O hábito rotineiro era monocromático, contaminado por fuligem e pouco caso. As trilhas eram (des)coloridas de antipáticos tons cinzentos, sob um teto bravo, repleto de tormentos e empobrecimento, planava lá no alto uma onipresente aparição de consciência, desvelando o caos e cochichando, aos gritos cacofônicos, que nada daquilo ali fazia sentido, era apenas uma seqüencia de acasos frios sem propósitos aconchegantes.
Observando ao meu redor, vejo que não ah ninguém nem nada ali para mim. Meus passos estavam sendo guiados para a inexistência.

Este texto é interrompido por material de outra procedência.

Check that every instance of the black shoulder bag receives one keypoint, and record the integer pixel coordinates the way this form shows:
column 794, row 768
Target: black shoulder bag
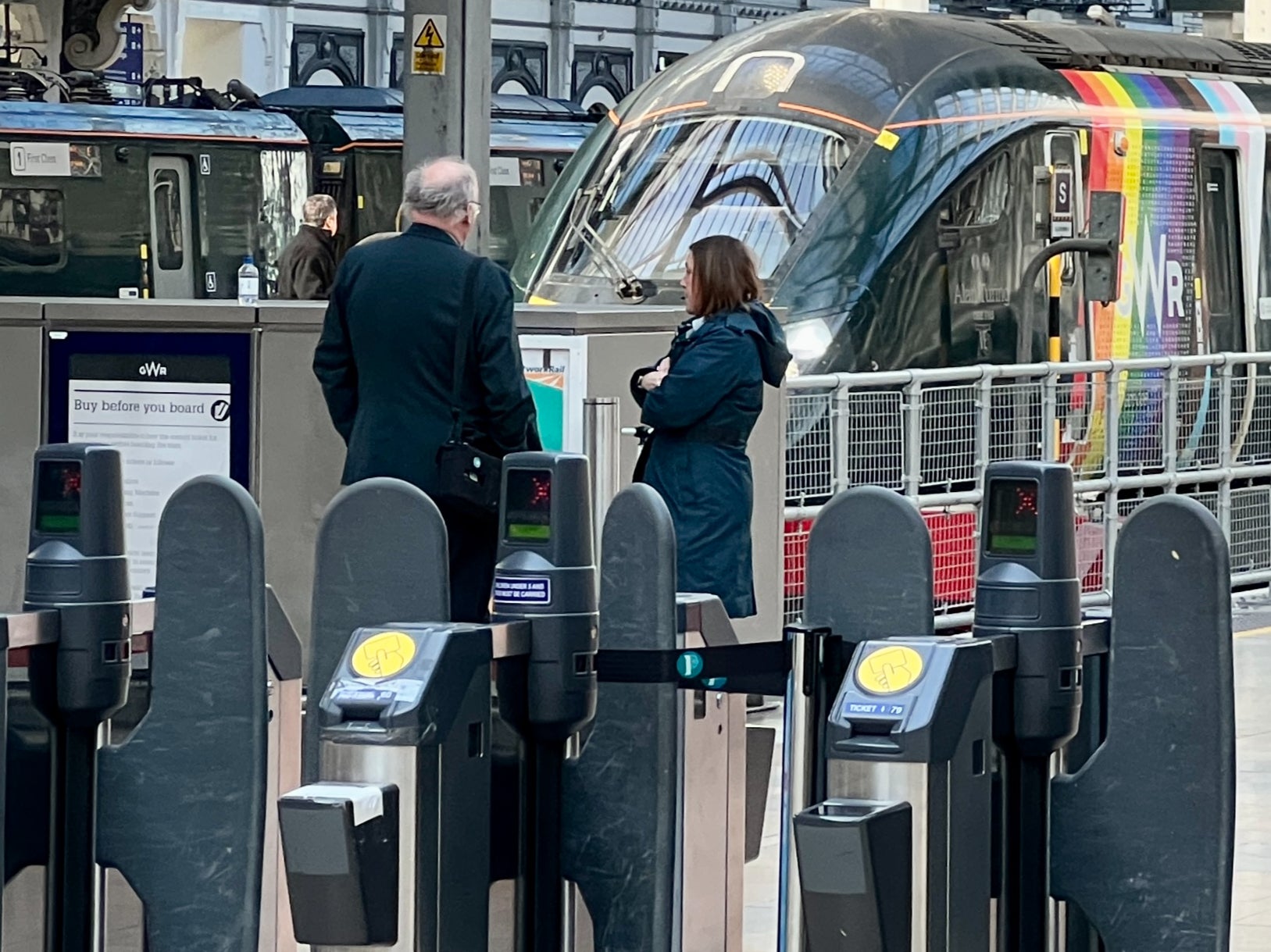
column 468, row 478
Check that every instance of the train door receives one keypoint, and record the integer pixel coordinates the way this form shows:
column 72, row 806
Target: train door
column 172, row 255
column 1220, row 326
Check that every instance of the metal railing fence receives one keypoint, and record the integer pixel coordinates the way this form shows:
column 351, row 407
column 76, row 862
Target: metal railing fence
column 1198, row 425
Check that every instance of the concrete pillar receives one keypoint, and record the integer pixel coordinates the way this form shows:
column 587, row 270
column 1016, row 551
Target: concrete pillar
column 379, row 44
column 726, row 18
column 561, row 50
column 646, row 41
column 1257, row 20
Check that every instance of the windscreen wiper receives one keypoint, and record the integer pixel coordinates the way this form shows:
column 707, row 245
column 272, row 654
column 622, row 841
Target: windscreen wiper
column 628, row 287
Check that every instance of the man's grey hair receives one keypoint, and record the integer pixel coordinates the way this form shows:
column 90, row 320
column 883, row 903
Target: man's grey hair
column 441, row 188
column 318, row 209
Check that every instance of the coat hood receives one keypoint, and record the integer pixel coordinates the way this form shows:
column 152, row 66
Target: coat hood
column 766, row 332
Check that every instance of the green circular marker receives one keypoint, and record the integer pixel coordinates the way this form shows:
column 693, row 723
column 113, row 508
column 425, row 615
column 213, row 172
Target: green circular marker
column 689, row 664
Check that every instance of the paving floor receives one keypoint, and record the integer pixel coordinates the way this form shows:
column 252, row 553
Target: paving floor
column 1251, row 913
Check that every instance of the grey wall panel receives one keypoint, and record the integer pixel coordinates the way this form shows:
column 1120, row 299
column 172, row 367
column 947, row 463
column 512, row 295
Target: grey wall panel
column 20, row 399
column 145, row 313
column 299, row 462
column 610, row 362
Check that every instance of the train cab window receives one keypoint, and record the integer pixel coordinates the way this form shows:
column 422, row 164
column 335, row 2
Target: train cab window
column 32, row 228
column 170, row 249
column 665, row 186
column 1222, row 304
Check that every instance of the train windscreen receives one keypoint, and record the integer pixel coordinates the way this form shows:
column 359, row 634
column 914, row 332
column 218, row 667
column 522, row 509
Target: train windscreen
column 665, row 186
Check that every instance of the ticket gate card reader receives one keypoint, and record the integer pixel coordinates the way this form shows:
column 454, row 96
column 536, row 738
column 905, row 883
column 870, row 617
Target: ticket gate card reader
column 918, row 722
column 391, row 848
column 407, row 713
column 908, row 743
column 1029, row 593
column 547, row 576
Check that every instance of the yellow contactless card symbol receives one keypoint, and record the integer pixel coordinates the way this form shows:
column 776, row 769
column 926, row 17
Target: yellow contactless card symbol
column 889, row 670
column 384, row 654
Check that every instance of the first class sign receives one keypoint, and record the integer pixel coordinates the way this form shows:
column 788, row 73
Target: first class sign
column 42, row 159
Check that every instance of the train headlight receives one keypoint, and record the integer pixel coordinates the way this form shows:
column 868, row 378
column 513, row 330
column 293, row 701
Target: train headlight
column 807, row 340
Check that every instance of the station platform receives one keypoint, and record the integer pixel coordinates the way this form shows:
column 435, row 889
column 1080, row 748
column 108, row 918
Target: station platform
column 1251, row 907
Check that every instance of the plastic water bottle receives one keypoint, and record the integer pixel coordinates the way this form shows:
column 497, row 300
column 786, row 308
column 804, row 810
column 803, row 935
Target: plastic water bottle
column 249, row 283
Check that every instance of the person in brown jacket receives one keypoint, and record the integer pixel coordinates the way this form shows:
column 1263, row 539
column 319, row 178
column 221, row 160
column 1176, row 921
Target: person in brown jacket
column 306, row 269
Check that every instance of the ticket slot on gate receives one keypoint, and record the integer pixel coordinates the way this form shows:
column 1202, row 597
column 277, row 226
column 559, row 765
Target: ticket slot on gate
column 916, row 722
column 855, row 868
column 908, row 743
column 397, row 830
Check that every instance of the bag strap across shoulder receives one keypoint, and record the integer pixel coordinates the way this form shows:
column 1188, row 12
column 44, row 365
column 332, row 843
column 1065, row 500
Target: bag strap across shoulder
column 463, row 336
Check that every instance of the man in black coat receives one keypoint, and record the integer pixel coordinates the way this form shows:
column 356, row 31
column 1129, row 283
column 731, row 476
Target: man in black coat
column 308, row 265
column 387, row 362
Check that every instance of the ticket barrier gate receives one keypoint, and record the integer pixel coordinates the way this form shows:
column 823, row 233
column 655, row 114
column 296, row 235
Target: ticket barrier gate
column 403, row 727
column 947, row 825
column 28, row 771
column 402, row 741
column 197, row 761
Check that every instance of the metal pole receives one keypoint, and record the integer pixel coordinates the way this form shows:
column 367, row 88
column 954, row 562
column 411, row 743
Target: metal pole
column 446, row 89
column 600, row 443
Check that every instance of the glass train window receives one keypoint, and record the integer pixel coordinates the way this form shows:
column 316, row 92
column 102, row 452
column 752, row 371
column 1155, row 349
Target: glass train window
column 397, row 61
column 667, row 186
column 32, row 228
column 1262, row 326
column 168, row 243
column 1220, row 252
column 981, row 198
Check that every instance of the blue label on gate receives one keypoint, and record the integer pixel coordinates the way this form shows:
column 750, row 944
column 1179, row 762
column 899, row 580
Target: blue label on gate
column 866, row 709
column 362, row 696
column 524, row 590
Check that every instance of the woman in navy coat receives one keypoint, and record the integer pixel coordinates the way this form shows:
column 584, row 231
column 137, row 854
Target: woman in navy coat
column 702, row 402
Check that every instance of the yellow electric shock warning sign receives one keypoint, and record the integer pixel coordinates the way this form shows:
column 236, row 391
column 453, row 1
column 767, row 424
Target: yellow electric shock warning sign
column 429, row 50
column 889, row 669
column 383, row 654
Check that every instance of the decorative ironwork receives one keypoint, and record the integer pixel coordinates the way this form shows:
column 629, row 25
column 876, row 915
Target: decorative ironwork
column 91, row 34
column 519, row 68
column 602, row 70
column 337, row 51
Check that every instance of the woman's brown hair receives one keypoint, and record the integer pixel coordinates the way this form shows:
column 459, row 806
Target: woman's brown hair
column 725, row 275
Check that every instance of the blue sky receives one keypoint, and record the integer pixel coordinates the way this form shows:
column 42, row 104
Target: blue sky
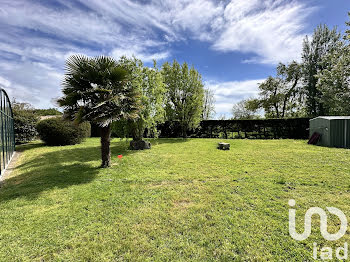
column 233, row 44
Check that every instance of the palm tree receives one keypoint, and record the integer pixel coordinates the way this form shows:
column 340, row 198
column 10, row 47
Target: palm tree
column 99, row 91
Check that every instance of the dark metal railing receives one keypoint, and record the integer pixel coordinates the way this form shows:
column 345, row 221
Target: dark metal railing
column 7, row 134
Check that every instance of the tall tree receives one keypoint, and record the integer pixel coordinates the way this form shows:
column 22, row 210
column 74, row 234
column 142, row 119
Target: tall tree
column 99, row 91
column 280, row 96
column 208, row 104
column 314, row 53
column 184, row 95
column 243, row 110
column 150, row 85
column 334, row 79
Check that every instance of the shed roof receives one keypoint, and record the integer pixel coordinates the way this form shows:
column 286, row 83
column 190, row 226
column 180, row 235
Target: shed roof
column 333, row 117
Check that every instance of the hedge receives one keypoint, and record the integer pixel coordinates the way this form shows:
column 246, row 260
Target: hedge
column 293, row 128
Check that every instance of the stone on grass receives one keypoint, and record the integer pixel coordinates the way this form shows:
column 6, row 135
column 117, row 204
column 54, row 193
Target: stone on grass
column 140, row 145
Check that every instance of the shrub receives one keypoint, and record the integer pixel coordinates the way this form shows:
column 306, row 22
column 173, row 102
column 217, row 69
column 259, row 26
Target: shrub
column 59, row 132
column 25, row 121
column 47, row 112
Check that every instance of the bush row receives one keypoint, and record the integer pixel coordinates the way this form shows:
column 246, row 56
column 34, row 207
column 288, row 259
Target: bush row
column 59, row 132
column 293, row 128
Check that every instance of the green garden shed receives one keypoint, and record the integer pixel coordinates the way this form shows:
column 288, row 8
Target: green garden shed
column 334, row 130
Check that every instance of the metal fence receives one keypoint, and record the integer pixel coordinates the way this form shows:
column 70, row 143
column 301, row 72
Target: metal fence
column 7, row 135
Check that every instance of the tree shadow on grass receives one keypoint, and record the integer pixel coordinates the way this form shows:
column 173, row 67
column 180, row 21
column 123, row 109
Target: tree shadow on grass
column 57, row 169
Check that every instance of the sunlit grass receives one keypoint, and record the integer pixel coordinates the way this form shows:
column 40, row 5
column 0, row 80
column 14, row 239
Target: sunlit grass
column 182, row 200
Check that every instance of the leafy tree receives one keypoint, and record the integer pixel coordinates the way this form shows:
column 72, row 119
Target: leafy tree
column 149, row 83
column 334, row 79
column 244, row 110
column 208, row 104
column 47, row 112
column 280, row 96
column 314, row 56
column 184, row 95
column 99, row 91
column 25, row 121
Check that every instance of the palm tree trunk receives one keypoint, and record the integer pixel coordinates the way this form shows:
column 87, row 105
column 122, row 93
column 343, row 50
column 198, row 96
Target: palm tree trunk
column 105, row 146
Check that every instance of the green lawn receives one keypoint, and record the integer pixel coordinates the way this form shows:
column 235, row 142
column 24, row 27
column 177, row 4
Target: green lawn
column 183, row 200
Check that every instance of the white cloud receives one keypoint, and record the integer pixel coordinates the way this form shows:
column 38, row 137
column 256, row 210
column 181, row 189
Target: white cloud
column 139, row 53
column 271, row 31
column 36, row 38
column 228, row 93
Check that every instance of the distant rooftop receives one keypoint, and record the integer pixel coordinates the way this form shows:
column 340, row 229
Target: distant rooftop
column 334, row 117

Os arranha-céus escuros, cresciam quase que infinitamente e escondiam o cume lá no alto mais alto, sob as nuvens negras colossais, cumulus-nimbus noturnal. Em cada um destes milhões de prédios existem inúmeras janelas e atrás destas janelas existem espectros apreciando sua miséria, com vazios olhos tristes e pensamentos egoístas. Não passava aquilo tudo de uma simples edificação sem moral que engana sobre sua própria existência e que incoerentemente, acreditava em si mesma. As calçadas próximas aos arranha-céus retumbavam um grito sujo de escárnio, ecoando gozo e avacalhação, berrando pelos Deuses e pelas monstruosidades. As ruas tortuosas se encontravam sempre na mesma esquina do acaso, como velhos amigos que se encontram e vão ao cabaré mais próximo.
Algum significado até aqui ? Não... Vamos adiante...Em frente encontro a ética, a moral e o código, juntamente com todo esse tipo de sujeira de leis e religiões de povos doidos, oposições anarquistas de loucos sábios, débeis sonhadores...tudo isso correndo por valas abertas, despejando-se nos bueiros de odor insuportável, misturando a dor da convivência social e o descaso...Faltam as cores alegres, faltam corajosos, falta humanidade. Quem foi que deixou as coisas chegarem a este ponto ? Alguma criança. Alguma criança que caiu no próprio conto e não ah ninguém para salvá-la.
Observo mais atentamente, que lugar é este afinal? Tudo ao redor convergia em um mesmo centro, um buraco esquecido da alma...E até a estátua perdeu sua imponência, vê ela ali, toda destruída sem braços e cabeça ? Pois é, monumento da inexistência...
Hoje, foi um dos dias raros. Dia de desparafusar a porta do meu universo e visitar a órbita alheia, voltei com a certeza de que vale somente minhas utopias pessoas e nada mais, e não é que falta vontade para/com o universo alheio, mas é que sobra apatia somente.